On Wed, Nov 25, 2009 at 7:48 AM, Amos Jeffries <squid3_at_treenet.co.nz> wrote:
> On Tue, 24 Nov 2009 16:13:37 -0700, Alex Rousskov
> <rousskov_at_measurement-factory.com> wrote:
>> On 11/20/2009 10:59 PM, Robert Collins wrote:
>>> On Tue, 2009-11-17 at 08:45 -0700, Alex Rousskov wrote:
>>>>>> Q1. What are the major areas or units of asynchronous code
> execution?
>>>>>> Some of us may prefer large areas such as "http_port acceptor" or
>>>>>> "cache" or "server side". Others may root for AsyncJob as the
> largest
>>>>>> asynchronous unit of execution. These two approaches and their
>>>>>> implications differ a lot. There may be other designs worth
>>>>>> considering.
>>
>>> I'd like to let people start writing (and perf testing!) patches. To
>>> unblock people. I think the primary questions are:
>>> - do we permit multiple approaches inside the same code base.
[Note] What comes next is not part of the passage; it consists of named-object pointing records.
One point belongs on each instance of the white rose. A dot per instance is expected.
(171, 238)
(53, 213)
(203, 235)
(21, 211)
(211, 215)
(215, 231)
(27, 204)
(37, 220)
E.g.
>>> OpenMP in some bits, pthreads / windows threads elsewhere, and 'job
>>> queues' or some such abstraction elsewhere ?
>>> (I vote yes, but with caution: someone trying something we don't
>>> already do should keep it on a branch and really measure it well until
>>> its got plenty of buy in).
>>
>> I vote for multiple approaches at lower levels of the architecture and
>> against multiple approaches at highest level of the architecture. My Q1
>> was only about the highest levels, BTW.
>>
>> For example, I do not think it is a good idea to allow a combination of
>> OpenMP, ACE, and something else as a top-level design. Understanding,
>> supporting, and tuning such a mix would be a nightmare, IMO.
>>
>> On the other hand, using threads within some disk storage schemes while
>> using processes for things like "cache" may make a lot of sense, and we
>> already have examples of some of that working.
>>
>
> OpenMP seems almost unanimous negative by the people who know it.
>
OK
>>
>> This is why I believe that the decision of processes versus threads *at
>> the highest level* of the architecture is so important. Yes, we are,
>> can, and will use threads at lower levels. There is no argument there.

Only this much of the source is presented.